Deeper insights through data analysis: Companies gain deeper insights through AI-powered customer analytics of large datasets, enabling them to optimize business processes, marketing strategies, and customer journeys. Here again, the use of AI gateways is a prerequisite for effectively linking various services and LLMs.
Security and customer relationships: By personalizing the customer experience, AI gateways contribute to building stronger customer relationships. However, this is only based on current information, excluding hallucinations. Depending on the use case, this requires different AI services, LLMs, and AI-powered applications such as marketing automation or conversational automation. Orchestrating is the crucial component for generating current, accurate, and relevant information for customers. For customer service or contact centers, tailored, company-specific responses to customers are a knockout criterion. With RAG, the efficiency of LLM applications (Large Language Model) can be improved by using company-specific data. For this purpose, data and/or documents relevant to a customer inquiry are retrieved and made available to the employee or a chatbot. RAG is another AI service that needs to be orchestrated.
These aspects demonstrate that AI gateways not only significantly improve the efficiency and security of business processes but also provide innovative solutions for the challenges of digital transformation and elevate customer interaction to a new level. By implementing API gateways, companies can establish a robust, secure, and high-performance infrastructure that enables seamless integration and reliable data exchange between various platforms and systems. This technology thus constitutes a crucial building block for digital transformation and securing future business success.
Opportunities and future developments
The development and implementation of AI systems are at the heart of a rapidly evolving technological landscape, where the combination of human skills and AI strengths must be seen as key to improved outcomes. However, this requires not only technological adaptation but also a cultural shift within organizations. This necessitates a growth mindset and the establishment of ethical guidelines for collaboration between humans and AI.
Conclusion and outlook
The consideration of the diverse applications, advantages, and challenges of AI Gateways paints a comprehensive picture of their significance in the digital landscape. Their influence ranges from optimizing business processes and improving security standards to enabling innovative use cases, underscoring their integrative role in existing and future systems. These technologies not only provide solutions for current demands but also open new horizons for the development and implementation of forward-looking digital infrastructures.

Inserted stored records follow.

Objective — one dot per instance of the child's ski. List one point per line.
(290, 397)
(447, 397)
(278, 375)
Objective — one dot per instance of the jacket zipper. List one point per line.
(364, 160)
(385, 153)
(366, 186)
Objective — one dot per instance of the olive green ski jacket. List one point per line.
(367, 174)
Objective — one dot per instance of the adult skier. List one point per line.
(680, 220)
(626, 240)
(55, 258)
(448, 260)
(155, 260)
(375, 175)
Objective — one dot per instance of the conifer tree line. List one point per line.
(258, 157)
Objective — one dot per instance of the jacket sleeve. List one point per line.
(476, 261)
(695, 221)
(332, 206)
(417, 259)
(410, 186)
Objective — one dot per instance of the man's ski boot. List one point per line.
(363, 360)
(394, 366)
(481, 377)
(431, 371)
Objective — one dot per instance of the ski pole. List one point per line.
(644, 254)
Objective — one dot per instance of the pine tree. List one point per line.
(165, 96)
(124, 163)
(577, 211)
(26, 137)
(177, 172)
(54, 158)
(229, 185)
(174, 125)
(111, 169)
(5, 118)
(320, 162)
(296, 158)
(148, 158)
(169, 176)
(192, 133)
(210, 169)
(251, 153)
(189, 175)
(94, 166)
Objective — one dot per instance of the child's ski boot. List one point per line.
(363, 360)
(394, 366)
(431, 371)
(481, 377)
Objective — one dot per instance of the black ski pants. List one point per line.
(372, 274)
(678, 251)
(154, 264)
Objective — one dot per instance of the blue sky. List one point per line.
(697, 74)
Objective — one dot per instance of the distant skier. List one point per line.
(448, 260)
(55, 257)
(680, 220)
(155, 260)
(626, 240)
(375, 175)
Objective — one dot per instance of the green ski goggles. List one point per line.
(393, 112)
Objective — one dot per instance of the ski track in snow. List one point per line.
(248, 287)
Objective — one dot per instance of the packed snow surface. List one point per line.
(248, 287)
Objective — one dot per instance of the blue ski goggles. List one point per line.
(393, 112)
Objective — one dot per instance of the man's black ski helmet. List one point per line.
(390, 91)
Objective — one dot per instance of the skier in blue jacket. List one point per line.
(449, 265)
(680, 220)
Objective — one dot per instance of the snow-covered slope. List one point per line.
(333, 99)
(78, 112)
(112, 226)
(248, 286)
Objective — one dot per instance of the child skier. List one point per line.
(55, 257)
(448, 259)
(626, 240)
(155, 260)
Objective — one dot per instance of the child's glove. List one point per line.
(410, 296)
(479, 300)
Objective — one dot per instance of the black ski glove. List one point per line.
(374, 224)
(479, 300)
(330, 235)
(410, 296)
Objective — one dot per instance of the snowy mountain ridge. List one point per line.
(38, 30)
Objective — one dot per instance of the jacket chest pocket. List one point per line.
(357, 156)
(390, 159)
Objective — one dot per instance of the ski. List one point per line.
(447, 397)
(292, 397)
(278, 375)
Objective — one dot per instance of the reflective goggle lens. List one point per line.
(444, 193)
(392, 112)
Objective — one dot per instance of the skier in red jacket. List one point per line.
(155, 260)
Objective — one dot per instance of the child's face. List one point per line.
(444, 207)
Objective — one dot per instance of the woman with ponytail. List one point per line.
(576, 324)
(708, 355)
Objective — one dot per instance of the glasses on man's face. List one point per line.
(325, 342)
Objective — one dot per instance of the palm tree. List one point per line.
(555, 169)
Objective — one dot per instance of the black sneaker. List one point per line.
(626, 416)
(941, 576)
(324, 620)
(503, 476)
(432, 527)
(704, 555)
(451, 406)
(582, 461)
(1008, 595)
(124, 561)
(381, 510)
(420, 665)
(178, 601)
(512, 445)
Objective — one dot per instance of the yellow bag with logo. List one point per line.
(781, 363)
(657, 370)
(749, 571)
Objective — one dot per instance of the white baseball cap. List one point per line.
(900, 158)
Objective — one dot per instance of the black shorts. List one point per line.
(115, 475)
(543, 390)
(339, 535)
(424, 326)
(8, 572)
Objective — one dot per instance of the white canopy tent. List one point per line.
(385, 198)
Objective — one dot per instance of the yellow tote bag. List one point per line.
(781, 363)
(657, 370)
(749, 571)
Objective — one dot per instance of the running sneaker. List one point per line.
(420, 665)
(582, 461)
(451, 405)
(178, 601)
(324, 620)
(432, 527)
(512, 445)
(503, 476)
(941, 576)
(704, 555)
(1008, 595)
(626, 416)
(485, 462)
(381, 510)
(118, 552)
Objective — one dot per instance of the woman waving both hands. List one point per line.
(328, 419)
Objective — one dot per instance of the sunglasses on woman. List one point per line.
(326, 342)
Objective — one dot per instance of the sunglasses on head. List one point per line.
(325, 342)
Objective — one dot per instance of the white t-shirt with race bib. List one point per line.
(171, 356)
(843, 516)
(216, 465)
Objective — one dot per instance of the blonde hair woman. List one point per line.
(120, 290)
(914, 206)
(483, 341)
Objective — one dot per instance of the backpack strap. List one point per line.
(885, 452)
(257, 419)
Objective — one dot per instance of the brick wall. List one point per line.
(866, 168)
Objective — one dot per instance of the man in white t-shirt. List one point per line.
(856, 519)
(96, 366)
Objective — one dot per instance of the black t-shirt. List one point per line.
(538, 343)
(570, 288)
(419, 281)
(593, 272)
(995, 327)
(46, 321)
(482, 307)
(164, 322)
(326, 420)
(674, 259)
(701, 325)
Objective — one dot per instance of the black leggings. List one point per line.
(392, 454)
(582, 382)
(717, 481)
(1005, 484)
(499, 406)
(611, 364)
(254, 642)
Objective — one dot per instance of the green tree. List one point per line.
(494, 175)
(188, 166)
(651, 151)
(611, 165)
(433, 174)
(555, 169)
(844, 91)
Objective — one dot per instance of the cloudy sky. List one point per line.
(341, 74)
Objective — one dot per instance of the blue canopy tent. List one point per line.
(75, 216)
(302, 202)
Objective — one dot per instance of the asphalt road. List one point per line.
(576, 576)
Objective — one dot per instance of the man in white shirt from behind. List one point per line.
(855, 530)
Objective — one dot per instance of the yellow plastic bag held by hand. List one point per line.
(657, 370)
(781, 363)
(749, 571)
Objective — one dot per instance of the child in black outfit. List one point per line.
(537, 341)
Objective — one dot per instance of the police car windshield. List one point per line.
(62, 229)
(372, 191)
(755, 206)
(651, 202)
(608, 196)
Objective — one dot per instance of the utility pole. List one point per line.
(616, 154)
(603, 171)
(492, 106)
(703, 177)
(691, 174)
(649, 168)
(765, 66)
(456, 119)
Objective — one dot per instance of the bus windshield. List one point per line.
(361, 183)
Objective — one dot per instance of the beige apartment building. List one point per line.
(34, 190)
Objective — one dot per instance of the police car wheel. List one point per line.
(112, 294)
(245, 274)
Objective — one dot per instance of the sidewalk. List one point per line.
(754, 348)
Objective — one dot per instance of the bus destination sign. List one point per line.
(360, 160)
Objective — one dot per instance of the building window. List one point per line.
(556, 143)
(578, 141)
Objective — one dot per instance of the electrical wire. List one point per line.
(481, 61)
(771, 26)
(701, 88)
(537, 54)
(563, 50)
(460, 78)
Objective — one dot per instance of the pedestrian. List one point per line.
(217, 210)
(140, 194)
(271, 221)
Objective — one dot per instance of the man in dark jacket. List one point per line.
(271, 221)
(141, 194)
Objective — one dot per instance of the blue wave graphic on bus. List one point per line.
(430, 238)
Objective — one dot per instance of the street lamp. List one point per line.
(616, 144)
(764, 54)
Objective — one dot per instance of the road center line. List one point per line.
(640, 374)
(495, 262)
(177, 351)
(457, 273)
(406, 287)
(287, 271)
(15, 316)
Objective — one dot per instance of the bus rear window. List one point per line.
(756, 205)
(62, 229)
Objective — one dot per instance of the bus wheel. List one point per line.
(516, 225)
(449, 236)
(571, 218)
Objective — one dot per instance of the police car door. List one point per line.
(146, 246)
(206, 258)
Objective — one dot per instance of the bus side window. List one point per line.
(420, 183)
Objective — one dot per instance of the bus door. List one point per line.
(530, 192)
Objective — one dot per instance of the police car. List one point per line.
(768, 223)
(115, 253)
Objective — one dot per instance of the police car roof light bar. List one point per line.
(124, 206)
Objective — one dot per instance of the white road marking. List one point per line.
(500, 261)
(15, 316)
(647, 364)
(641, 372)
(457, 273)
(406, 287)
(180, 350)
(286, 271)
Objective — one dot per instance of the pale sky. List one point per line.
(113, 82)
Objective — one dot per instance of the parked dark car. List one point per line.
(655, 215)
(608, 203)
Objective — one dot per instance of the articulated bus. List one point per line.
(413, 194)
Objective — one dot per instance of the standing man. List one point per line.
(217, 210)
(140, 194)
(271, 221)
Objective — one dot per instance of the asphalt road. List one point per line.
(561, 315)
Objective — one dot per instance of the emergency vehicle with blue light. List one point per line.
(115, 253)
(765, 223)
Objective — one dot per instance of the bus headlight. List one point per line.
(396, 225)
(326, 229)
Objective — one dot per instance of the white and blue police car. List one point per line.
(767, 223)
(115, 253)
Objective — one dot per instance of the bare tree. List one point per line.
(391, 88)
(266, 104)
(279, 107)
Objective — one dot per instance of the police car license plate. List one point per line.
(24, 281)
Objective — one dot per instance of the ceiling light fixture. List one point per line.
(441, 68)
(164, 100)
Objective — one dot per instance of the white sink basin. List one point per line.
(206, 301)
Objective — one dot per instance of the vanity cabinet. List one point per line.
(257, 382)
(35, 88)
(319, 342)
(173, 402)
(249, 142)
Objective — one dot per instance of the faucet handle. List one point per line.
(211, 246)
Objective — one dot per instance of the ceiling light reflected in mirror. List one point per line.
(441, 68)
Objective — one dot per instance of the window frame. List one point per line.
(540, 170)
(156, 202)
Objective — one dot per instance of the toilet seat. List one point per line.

In terms of data protection and security, AI Gateways represent a critical aspect for companies that requires careful consideration and integrated management strategies. The associated challenges, particularly regarding corporate responsibility, highlight the need for ongoing research and development in this area. Consequently, it is essential for companies, developers, and users from specialized departments to collaborate in order to fully understand and utilize the potentials and limitations of AI Gateways. This will ultimately pave the way for a responsible digital future.
Must haves! High availability and reliability
By centrally managing models and requests, an AI Gateway increases the availability and reliability of AI services within the company and saves costs. Ultimately, it's about optimizing the efficiency of all deployed AI initiatives.
Must haves! Context sensitivity and personalization
AI Gateways enable finer control of interactions with LLMs by considering context and user preferences, leading to personalized, relevant responses. This is a top priority for those responsible for Customer Experience. Delivering personalized content at the right time and at the relevant touchpoint necessarily requires an orchestration layer.